|August 23, 1996|
American Academy of Allergy, Asthma and Immunology
611 E. Wells Street
Milwaukee, WI 53202-3889
Contact: Linda Bleimehl
MILWAUKEE - A cool but rainy spring and early summer in the East and Midwest has provided fertile ground for weed growth, according to members of the American Academy of Allergy, Asthma and Immunology's (AAAAI) National Allergy Bureau (NAB). In particular, ragweed pollen counts are high in these areas of the country, including parts of the Southwest due to hot and dry conditions.
NATIONAL ALLERGY BUREAU REPORTSBumper crop of ragweed expected in parts of the East, Midwest and Southwest;
ON FALL ALLERGY SEASON
Today's NAB report shows high mold spore counts across the U.S.
According to Donald Pulver, M.D., Chair of the AAAAI's Aerobiology Committee, the ragweed season began a week early in the Northeast. "It's time to batten the hatches by closing your windows, turning on the air conditioner and staying indoors if you're allergic to ragweed," Dr. Pulver said.
Ragweed is at high levels in the Midwest and Northeast. It pollinates for approximately six to eight weeks at nearly the same period each year (mid-August to mid-October, or until the first frost). Each ragweed plant produces about one billion microscopic pollen grains during an average allergy season. "The pollen assault continues until temperatures dip below 29 degrees for two or three days in a row, which usually happens in October," Dr. Pulver added.
Cities expecting higher than normal ragweed counts this season are: Charlotte, NC; Colorado Springs, CO; Dallas, TX; DeKalb, IL; Fargo, ND; Fort Smith, AR; Indianapolis, IN; Louisville, KY; Nashville, TN; Newark, NJ; Oklahoma City, OK; Olean, NY; Omaha, NE; Rochester, NY; Scottsdale, AZ; Tucson, AZ; Waco, TX and Washington, DC.
Many cities across the country are expecting the fall ragweed season to be the same as last year. Those cities include: Erie, PA; Cape Girardeau, MO; Kalamazoo, MI; La Crosse, WI; Marshfield, WI; Milwaukee, WI; Sioux Falls, SD; Atlanta, GA; Baltimore, MD; Sarasota, FL; Tallahassee, FL; Sacramento, CA; Salt Lake City, UT and Santa Fe, NM.
Areas along the West Coast, particularly Los Angeles, Santa Barbara, San Diego, Eugene, OR, Vancouver, WA and Seattle have little or no ragweed.
Mold spore counts are climbing across the country as the majority of AAAAI certified counting stations in the NAB are reporting high or very high levels. Outdoor mold spores begin to appear after a spring thaw and reach their peak in either July, August, September or October in the northern U.S. Mold National spores can be found all year long in the south. Mold grows on soil, vegetation and rotting wood. Today's data reported by NAB certified counting stations show the following high mold spore counts (shown in grains per cubic meter):
Chelmsford, MA 11,888 Cherry Hill, NJ 6,498 Dayton, OH 13,743 Detroit, MI 18,225 Fargo, ND 7,366 Grand Rapids, MI 5,448 Indianapolis, IN 13,916 La Crosse, WI 12,818 Lafayette, LA 9,266 Little Rock, AR 14,163 Kalamazoo, MI 22,260 Knoxville, TN 5,897 Mankato, MN 10,710 Milwaukee, WI 7,595 Oklahoma City, OK 3,181 Philadelphia, PA 4,985 St.
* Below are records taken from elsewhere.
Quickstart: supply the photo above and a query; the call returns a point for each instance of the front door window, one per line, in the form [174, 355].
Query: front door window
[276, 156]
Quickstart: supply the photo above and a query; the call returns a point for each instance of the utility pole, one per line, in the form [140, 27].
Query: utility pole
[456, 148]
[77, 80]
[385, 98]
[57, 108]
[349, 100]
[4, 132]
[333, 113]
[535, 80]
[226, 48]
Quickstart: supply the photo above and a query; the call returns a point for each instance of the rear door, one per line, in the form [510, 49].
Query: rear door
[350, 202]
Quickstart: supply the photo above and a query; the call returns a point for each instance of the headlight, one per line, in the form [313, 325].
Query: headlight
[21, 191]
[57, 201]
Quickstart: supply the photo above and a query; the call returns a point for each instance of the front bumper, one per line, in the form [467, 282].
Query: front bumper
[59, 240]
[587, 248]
Louis, MO 7,111 Sarasota, FL 6,550 Tallahassee, FL 4,728 Waco, TX 2,477 Watertown, NY 5,723 Vancouver, WA 7,038
The general public can get weekly updates of the National Allergy Bureau report by calling 1-800-9-POLLEN, the NAB's toll-free information line or visiting the NAB on-line.
The National Allergy Bureau is the nation's only network certified by the American Academy of Allergy, Asthma and Immunology. As a certified network, the NAB has a standardized format for collecting pollen and spore samples. It has established 80 stations in 33 states and the District of Columbia, each managed by a physician and staffed by a uniformly trained and certified counter. Since 1992, the NAB has served as an information resource to the media by releasing the National Allergy Bureau Report every Thursday.
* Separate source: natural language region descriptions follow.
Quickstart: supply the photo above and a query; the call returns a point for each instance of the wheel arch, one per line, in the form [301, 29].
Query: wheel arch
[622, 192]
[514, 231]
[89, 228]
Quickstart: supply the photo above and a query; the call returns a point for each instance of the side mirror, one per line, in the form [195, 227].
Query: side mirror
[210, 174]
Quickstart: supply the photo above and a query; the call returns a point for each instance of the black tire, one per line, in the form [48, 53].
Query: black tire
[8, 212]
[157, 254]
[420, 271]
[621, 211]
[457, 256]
The American Academy of Allergy, Asthma and Immunology is the largest professional medical specialty organization representing allergists, clinical immunologists, allied health professionals, and other physicians with a special interest in allergy. The Academy has over 5,000 members in the U.S., its possessions and Canada, and more than 300 members in 41 other countries.